Home / Documentation / Basic Usage / Multiple Attribute Resolution

Basic Usage Tutorials 📖

This tutorial is part of a series to help you learn and perform the basic functions of zentity. Each tutorial adds a little more sophistication to the prior tutorials, so you can start simple and learn the more advanced features over time.

  1. Exact Name Matching
  2. Robust Name Matching
  3. Multiple Attribute Resolution ← You are here.
  4. Multiple Resolver Resolution
  5. Cross Index Resolution
  6. Scoping Resolution

Multiple Attribute Resolution

Never trust a single attribute in isolation, as a general rule.

Using a single attribute for entity resolution is a bad practice – an anti-pattern. It's an easy way to "snowball" many different entities together and drive up your false positive rate. The problem with using a single attribute is that any attribute is prone to error. Many people can share the same name or date of birth. A home address can be shared by family members or past residents. A Social Security Number can be forged, reissued, shared, or mistyped. A bogus value such as "N/A" or "unknown" can link many entities together.

Instead, trust multiple attributes to corroborate a match.

Consider this an exercise in probability theory. Suppose you have an index of millions of people. What's the probability that two people share the same name? It's probably high. What's the probability that people share the same name and the same phone number? It's probably much lower.

This tutorial adds more sophistication to the prior tutorials on exact name matching and robust name matching. This time you will map multiple attributes to multiple fields of a single index.

Let's dive in.

Important

You must install Elasticsearch, Kibana, and zentity to complete this tutorial. This tutorial was tested with zentity-1.0.2-elasticsearch-6.7.0.

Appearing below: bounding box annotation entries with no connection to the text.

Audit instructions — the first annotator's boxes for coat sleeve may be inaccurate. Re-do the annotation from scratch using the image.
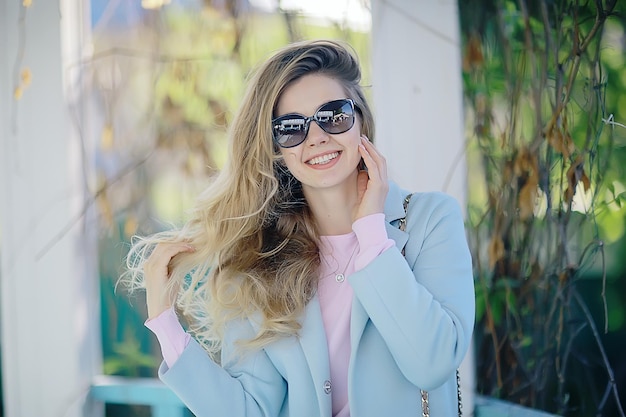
[350,193,475,390]
[159,320,287,417]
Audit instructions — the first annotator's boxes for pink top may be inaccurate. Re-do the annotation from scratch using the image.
[145,213,394,417]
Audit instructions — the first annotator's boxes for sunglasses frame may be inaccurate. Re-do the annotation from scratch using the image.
[272,98,358,148]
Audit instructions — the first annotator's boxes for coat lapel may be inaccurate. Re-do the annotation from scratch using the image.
[298,295,331,415]
[350,183,409,348]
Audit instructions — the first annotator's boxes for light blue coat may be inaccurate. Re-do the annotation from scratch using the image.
[159,183,474,417]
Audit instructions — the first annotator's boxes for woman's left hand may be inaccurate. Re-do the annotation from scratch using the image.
[353,136,389,220]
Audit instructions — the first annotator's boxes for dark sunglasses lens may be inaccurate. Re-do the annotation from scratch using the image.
[273,114,307,148]
[315,100,354,134]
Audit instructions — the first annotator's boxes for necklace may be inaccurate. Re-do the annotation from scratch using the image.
[327,243,359,284]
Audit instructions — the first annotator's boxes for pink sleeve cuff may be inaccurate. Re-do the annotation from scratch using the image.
[352,213,394,271]
[144,307,191,368]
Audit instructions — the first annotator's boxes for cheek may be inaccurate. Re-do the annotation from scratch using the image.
[281,149,300,176]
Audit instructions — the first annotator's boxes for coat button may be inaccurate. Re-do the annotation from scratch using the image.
[324,380,333,394]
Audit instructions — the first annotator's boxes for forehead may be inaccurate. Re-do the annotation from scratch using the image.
[276,74,347,116]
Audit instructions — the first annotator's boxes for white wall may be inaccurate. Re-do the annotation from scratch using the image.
[372,0,466,200]
[372,0,475,416]
[0,0,101,417]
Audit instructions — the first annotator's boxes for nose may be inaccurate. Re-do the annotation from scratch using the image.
[306,120,328,146]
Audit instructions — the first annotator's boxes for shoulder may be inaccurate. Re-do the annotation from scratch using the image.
[385,181,462,222]
[408,191,461,214]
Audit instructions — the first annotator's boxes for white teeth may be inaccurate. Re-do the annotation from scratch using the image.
[307,152,339,165]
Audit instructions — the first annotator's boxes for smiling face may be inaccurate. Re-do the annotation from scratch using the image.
[276,74,361,194]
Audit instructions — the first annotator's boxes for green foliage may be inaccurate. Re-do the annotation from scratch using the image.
[460,0,626,416]
[103,334,160,377]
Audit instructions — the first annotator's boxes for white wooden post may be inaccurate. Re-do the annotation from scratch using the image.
[0,0,102,417]
[372,0,475,416]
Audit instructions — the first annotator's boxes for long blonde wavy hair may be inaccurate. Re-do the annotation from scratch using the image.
[120,40,374,359]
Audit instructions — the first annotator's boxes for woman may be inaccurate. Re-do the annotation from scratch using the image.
[126,41,474,417]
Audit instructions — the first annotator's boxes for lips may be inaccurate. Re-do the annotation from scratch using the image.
[306,152,339,165]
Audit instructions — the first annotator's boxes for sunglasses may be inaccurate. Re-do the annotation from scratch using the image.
[272,98,355,148]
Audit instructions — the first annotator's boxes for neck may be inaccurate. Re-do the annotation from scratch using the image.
[303,175,358,236]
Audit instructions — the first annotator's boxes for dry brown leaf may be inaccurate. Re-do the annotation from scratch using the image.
[517,181,537,220]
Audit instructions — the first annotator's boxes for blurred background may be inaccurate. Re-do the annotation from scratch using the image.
[0,0,626,417]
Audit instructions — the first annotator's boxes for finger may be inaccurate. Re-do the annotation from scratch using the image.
[144,242,195,275]
[359,143,380,178]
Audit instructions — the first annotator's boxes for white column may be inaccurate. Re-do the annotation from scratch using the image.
[0,0,101,417]
[372,0,475,416]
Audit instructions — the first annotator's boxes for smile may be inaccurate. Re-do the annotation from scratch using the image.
[306,152,339,165]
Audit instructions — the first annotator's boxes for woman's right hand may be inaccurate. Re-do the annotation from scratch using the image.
[143,242,195,319]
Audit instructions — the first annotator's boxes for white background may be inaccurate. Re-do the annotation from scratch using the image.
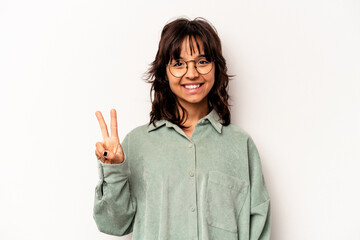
[0,0,360,240]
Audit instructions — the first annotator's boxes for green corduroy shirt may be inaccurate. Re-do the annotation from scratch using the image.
[94,110,270,240]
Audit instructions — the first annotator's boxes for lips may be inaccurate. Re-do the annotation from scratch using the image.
[182,83,204,89]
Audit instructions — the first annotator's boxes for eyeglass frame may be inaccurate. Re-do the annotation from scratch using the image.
[166,59,215,78]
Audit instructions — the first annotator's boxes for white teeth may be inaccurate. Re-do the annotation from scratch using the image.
[184,84,200,89]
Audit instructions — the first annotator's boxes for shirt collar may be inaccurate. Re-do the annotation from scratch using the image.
[148,109,223,133]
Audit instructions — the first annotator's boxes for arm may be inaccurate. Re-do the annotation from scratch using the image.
[93,132,136,236]
[248,137,270,240]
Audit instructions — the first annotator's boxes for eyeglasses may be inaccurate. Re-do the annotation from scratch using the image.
[167,58,214,78]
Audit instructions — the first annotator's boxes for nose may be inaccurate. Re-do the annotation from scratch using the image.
[185,61,199,79]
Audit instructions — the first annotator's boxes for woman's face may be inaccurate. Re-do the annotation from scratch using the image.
[166,37,215,109]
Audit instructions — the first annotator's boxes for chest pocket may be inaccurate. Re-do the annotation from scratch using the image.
[206,171,249,233]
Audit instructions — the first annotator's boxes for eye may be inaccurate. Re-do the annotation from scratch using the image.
[173,61,184,67]
[198,59,209,65]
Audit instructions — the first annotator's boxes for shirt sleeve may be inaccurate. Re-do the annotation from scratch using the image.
[93,135,136,236]
[248,137,270,240]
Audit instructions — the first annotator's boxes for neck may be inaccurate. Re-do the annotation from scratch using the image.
[179,99,210,129]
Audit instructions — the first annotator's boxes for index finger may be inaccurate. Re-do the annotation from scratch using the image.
[110,109,118,138]
[95,111,109,140]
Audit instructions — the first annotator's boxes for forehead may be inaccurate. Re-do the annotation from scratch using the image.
[180,36,204,57]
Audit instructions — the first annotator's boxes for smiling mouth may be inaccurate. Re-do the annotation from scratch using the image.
[183,83,204,89]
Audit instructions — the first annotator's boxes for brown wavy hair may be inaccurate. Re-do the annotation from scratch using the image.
[146,17,232,128]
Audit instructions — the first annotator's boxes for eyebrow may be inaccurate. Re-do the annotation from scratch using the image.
[179,54,206,59]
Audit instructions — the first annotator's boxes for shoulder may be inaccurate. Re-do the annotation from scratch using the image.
[223,123,251,140]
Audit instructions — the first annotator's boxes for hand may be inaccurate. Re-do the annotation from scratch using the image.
[95,109,124,164]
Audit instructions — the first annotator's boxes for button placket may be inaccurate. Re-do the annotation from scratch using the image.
[187,140,198,239]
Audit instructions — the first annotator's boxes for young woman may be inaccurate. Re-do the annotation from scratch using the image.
[94,18,270,240]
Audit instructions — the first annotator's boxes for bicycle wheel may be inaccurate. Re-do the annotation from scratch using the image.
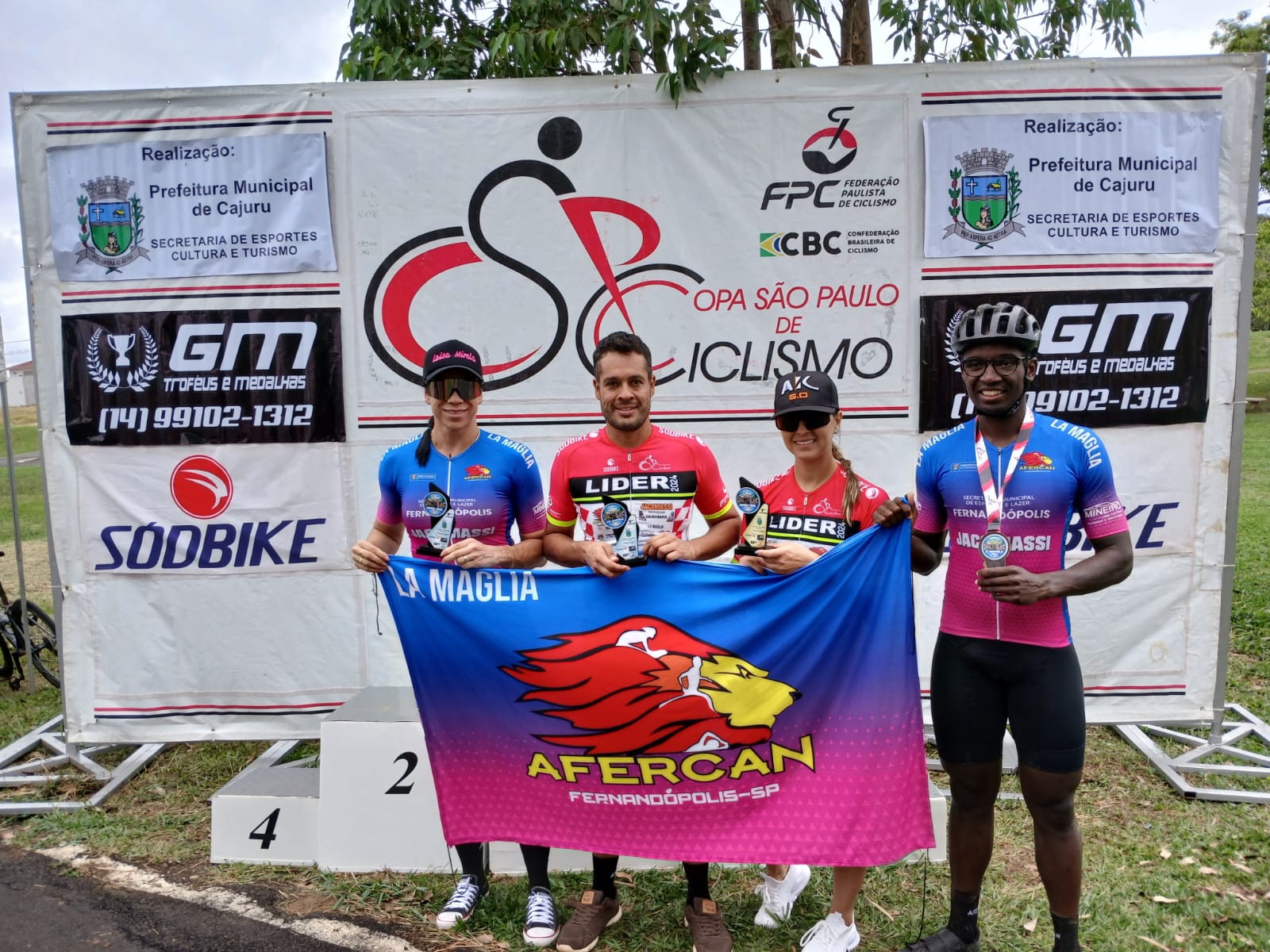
[0,616,17,681]
[9,601,62,688]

1. Prepare for the tutorial

1.1 Install the required plugins

This tutorial uses the phonetic analysis plugin and ICU analysis plugin for Elasticsearch. You will need to stop Elasticsearch, install these plugin, and start Elasticsearch. You can learn more about Elasticsearch plugin management here.

For Linux (in the $ES_HOME directory of a .tar.gz installation):

sudo bin/elasticsearch-plugin install analysis-phonetic
sudo bin/elasticsearch-plugin install analysis-icu

For Windows (in the $ES_HOME directory of a .zip installation):

bin/elasticsearch-plugin.bat install analysis-phonetic
bin/elasticsearch-plugin.bat install analysis-icu

1.2 Open the Kibana Console UI

The Kibana Console UI makes it easy to submit requests to Elasticsearch and read responses.

1.3 Delete any old tutorial indices

Let's start from scratch. Delete any tutorial indices you might have created from other tutorials.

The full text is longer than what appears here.